“Language is an archaeological vehicle... the language we speak is a whole palimpsest of human effort and history.”
The one hill occupied by the Castle of São Jorge is the site of the first known human settlement — dating to the Iron Age — of the place that would become the city of Lisbon, a strategic vantage point overlooking both the estuary of the River Tagus and its inland territory. The ‘Praça Nova’ of the Castle occupies an intramural promontory, enclosed by defense walls to the North and the West, and by the Santa Cruz Church, to the South, with a visual domain above the East walls over the city and the estuary.
An extensive archaeological excavation of this site, begun in 1996, uncovered remnants of its successive periods of inhabitation — Iron Age settlement, Mediaeval Muslim occupation and a Fifteenth Century Palace —, and the most significant artifacts removed, protected and now exhibited at the Castle’s Museum, leaving the exposed archeological site open to an intervention of protection and musealization.
This intervention addressed the themes of protection, revelation and readability of the palimpsest that any such excavation represents, with a pragmatical approach aimed at clarifying the palindromic quality of interpretation that the exposed structures suggested in their spacial distribution.
Thus, the first action was the clear delimitation of the site with a precise incision, comparable to that of a surgical intervention on a living body. A membrane of corten steel was inserted to contain the higher perimetrical surface, allowing both access and a panoramic view of the site, the materiality of these walls slowly evolving and changing over time as a living material. The same precision of cut was used in the inserted elements that allow the visitor to comfortably wander trough the site — the limestone steps, landings and seating — setting them apart from the roughness of the excavated walls.

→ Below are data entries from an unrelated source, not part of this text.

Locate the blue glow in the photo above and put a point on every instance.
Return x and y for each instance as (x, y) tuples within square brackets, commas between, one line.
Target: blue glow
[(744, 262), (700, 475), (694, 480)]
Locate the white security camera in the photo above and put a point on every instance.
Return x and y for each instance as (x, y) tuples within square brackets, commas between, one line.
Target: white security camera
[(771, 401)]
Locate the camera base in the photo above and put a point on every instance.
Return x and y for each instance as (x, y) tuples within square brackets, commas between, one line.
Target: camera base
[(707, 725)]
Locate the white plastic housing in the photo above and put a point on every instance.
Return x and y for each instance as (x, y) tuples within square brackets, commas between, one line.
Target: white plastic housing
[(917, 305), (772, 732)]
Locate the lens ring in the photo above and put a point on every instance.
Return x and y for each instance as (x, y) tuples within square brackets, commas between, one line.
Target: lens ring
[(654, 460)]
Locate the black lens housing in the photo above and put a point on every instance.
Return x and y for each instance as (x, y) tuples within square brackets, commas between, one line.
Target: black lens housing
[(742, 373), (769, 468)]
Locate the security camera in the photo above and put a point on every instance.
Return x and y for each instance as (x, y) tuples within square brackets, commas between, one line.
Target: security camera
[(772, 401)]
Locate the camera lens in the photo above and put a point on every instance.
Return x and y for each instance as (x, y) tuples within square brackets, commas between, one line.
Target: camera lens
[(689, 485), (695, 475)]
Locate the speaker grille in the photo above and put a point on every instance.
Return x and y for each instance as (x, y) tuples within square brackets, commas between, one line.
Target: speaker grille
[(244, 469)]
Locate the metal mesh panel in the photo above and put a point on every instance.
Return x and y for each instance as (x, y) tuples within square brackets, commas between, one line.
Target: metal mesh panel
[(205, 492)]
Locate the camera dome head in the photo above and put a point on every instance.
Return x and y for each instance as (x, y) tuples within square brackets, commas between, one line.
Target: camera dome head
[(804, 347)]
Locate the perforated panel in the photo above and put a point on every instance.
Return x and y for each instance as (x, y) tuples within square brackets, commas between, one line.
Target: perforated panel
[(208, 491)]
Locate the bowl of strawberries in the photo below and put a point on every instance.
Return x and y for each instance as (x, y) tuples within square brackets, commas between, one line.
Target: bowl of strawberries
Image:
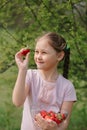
[(49, 115)]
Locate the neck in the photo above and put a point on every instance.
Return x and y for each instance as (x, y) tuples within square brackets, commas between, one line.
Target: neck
[(49, 75)]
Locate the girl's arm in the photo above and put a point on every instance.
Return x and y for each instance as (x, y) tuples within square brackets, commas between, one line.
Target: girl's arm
[(67, 108), (20, 90)]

Stepping down to the site, to its simultaneously first material level and last period of occupation — the remnant pavement of the Fifteenth Century Palace of the Bishop of Lisbon — a hovering structure protects the existing mosaics, its underside covered in a black mirror that allows the visitor to see reflected the vertical perspective of the pavements that the eye level of their placement denies.
Further down the site and its timeline, the necessary canopy for the protection of the Eleventh Century Muslim domestic structures and its frescoes was taken as an opportunity to reproduce, through conjectural interpretation, its spacial experience as a series of independent rooms arranged around a patio that introduced light and ventilation into an otherwise exteriorly isolated dwelling. Professedly abstract and scenographic, the white walls that stage the domestic spatiality of the two excavated dwellings float above the visible foundations of the original walls, touching the ground on the mere six points where the evidence of the primeval limits is absent, while its translucent covering of polycarbonate and wood filters the sunlight.
Underlying the whole site, the evidence of the Iron Age settlement is exposed and protected trough a self-contained volume that, in a spiraled movement, extends from the perimetrical corten walls to embrace the depth necessary to its revelation. Massive and dramatic, the volume is pierced with horizontal slits that invite the curiosity for the observation of its interior, leading the visitor around the excavated pit to the point where the view is unobstructed and both the physical and time distance of the exhibited structures is made obvious.
The palimpsest of the site History is thus decoded and the possibility of its palindromic time-space reading made clear: not only trough the informational signage at the disposal of the visitor, but also, and significantly, trough the experience construed by its material protection and musealization.